MXNet Java Sample Project

This is a project demonstrating how to use the Maven published Scala/Java MXNet package. The examples provided include:

  • Hello World
  • NDArray creation
  • NDArray operation
  • Object Detection using the Inference API
  • Image Classification using the Predictor API

Setup

You are required to use Maven to build the package with the following commands under java-demo:

mvn package

This command will pick the default values specified in the pom file.

Note: If you are planning to use GPU, please add -Dmxnet.profile=linux-x86_64-gpu

Note: The Maven package is built with CUDA 9.2.

Use customized version set

You can use the following instruction as an alternative to achieve the same result: You may use mvn package to build the package, using the following commands:

export SCALA_VERSION_PROFILE=2.11
export SCALA_PKG_PROFILE=
mvn package -Dmxnet.profile=$SCALA_PKG_PROFILE \
		-Dmxnet.scalaprofile=$SCALA_VERSION_PROFILE

These environment variable (SCALA_PKG_PROFILE, SCALA_VERSION_PROFILE) should be set before executing the line above. The SCALA_PKG_PROFILE should be chosen from osx-x86_64-cpu, linux-x86_64-cpu or linux-x86_64-gpu.

Run

NDArrayCreation

The Scala file is being executed using Java. You can execute the NDArrayCreation example as follows:

bash bin/java_sample.sh

You can also run the following command manually:

java -cp $CLASSPATH sample.NDArrayCreation

However, you have to define the Classpath before you run the demo code. More information can be found in bin/java_sample.sh. The CLASSPATH should point to the jar file you have downloaded.

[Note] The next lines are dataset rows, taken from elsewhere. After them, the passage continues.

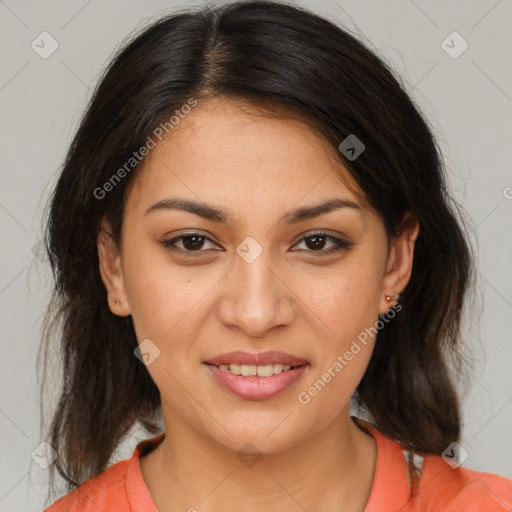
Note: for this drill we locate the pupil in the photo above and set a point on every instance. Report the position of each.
(316, 237)
(193, 245)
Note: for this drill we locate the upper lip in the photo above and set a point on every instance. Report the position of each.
(257, 359)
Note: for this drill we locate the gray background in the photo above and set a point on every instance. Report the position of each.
(467, 99)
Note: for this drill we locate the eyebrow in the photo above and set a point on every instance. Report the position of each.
(212, 213)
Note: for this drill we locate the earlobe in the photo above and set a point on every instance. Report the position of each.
(399, 264)
(111, 271)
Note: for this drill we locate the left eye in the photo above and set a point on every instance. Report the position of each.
(315, 241)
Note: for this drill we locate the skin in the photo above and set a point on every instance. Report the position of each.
(313, 456)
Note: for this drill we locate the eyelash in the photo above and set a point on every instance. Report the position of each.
(339, 244)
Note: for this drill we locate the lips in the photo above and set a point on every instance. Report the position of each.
(256, 359)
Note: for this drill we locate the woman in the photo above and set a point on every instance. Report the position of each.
(251, 228)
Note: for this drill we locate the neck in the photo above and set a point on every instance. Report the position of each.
(334, 468)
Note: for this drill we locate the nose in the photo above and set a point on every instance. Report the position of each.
(255, 298)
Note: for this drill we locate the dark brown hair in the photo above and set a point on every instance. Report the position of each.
(288, 60)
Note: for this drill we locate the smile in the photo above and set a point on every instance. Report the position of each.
(251, 370)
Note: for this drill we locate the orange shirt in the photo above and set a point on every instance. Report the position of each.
(441, 488)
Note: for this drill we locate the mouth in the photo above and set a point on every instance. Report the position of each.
(251, 370)
(256, 376)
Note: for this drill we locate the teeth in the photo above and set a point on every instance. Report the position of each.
(251, 370)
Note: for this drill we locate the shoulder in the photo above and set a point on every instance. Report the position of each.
(105, 492)
(417, 482)
(459, 488)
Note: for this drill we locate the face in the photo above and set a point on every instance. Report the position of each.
(250, 271)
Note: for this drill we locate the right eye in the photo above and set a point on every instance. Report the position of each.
(190, 243)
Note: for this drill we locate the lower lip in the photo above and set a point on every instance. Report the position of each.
(256, 388)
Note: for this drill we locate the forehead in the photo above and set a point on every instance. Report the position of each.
(233, 153)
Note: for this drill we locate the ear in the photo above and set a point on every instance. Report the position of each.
(111, 271)
(399, 264)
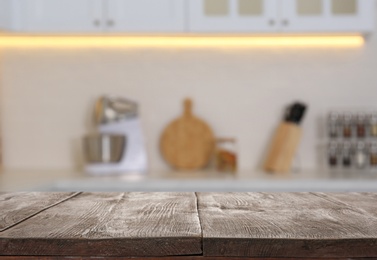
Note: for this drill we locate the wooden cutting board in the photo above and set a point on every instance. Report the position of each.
(187, 142)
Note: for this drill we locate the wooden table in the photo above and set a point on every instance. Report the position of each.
(190, 226)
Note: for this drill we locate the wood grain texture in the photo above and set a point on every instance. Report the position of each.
(283, 148)
(286, 225)
(110, 224)
(187, 142)
(164, 258)
(18, 206)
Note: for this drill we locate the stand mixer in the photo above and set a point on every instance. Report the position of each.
(119, 146)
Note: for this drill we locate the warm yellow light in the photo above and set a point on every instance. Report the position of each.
(178, 41)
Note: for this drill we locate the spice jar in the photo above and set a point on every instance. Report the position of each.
(333, 154)
(226, 155)
(360, 155)
(373, 125)
(346, 152)
(333, 125)
(373, 154)
(347, 125)
(360, 125)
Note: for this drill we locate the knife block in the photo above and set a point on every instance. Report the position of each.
(283, 148)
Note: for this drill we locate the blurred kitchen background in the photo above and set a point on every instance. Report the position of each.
(48, 91)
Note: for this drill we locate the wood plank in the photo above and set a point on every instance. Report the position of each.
(110, 224)
(366, 202)
(163, 258)
(285, 225)
(18, 206)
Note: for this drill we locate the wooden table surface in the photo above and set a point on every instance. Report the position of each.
(188, 225)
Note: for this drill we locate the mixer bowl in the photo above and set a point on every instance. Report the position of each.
(104, 148)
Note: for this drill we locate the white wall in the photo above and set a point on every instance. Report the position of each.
(47, 95)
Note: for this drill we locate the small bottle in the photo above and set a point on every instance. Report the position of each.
(346, 155)
(373, 155)
(347, 125)
(333, 125)
(226, 155)
(360, 155)
(360, 125)
(333, 154)
(373, 125)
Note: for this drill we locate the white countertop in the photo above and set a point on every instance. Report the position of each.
(52, 180)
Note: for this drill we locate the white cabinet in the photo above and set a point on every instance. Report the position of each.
(178, 16)
(327, 15)
(233, 15)
(281, 15)
(90, 16)
(146, 16)
(57, 16)
(5, 15)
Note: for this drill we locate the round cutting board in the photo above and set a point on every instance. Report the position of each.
(187, 142)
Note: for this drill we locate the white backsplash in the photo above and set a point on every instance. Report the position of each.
(47, 95)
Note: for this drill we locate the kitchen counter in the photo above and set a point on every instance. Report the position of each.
(188, 225)
(50, 180)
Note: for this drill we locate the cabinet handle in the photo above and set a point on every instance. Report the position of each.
(110, 23)
(285, 22)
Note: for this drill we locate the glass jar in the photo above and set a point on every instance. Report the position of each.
(347, 125)
(333, 125)
(226, 155)
(346, 152)
(373, 155)
(360, 125)
(333, 154)
(360, 155)
(373, 125)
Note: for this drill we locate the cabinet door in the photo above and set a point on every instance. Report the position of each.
(58, 16)
(5, 17)
(232, 15)
(327, 15)
(145, 15)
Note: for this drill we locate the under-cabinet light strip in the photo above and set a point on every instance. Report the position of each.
(178, 41)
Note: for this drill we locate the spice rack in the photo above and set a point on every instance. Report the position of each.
(351, 140)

It will load the library automatically and run the example

In order to use the Param Object. We requires user to place this line in the front:

static NDArray$ NDArray = NDArray$.MODULE$;

It would help to have the NDArray companion object static and accessable from the outside.

Object Detection using Inference API

We also provide an example to do object detection, which downloads a ImageNet trained resnet50 model and runs inference on an image to return the classification result as

Class: car
Probabilties: 0.99847263
Coord:312.21335, 72.02908, 456.01443, 150.66176
Class: bicycle
Probabilties: 0.9047381
Coord:155.9581, 149.96365, 383.83694, 418.94516
Class: dog
Probabilties: 0.82268167
Coord:83.82356, 179.14001, 206.63783, 476.78754

you can run using the command shown below:

bash bin/run_od.sh

or the command below as an alternative

java -cp $CLASSPATH sample.ObjectDetection

If you want to test run on GPU, you can set a environment variable as follows:

export SCALA_TEST_ON_GPU=1

Clean up

Clean up for Maven package is simple:

mvn clean

Convert to Eclipse project (Optional)

You can convert the maven project to the eclipse one by running the following command:

mvn eclipse:eclipse

Q & A

If you are facing opencv issue on Ubuntu, please try as follows to install opencv 3.4 (required by 1.2.0 package and above)

sudo add-apt-repository ppa:timsc/opencv-3.4
sudo apt-get update
sudo apt install libopencv-imgcodecs3.4

Is there any other version available?

You can find nightly release version from here. Please keep the same version in the pom file or other versions in here to run this demo.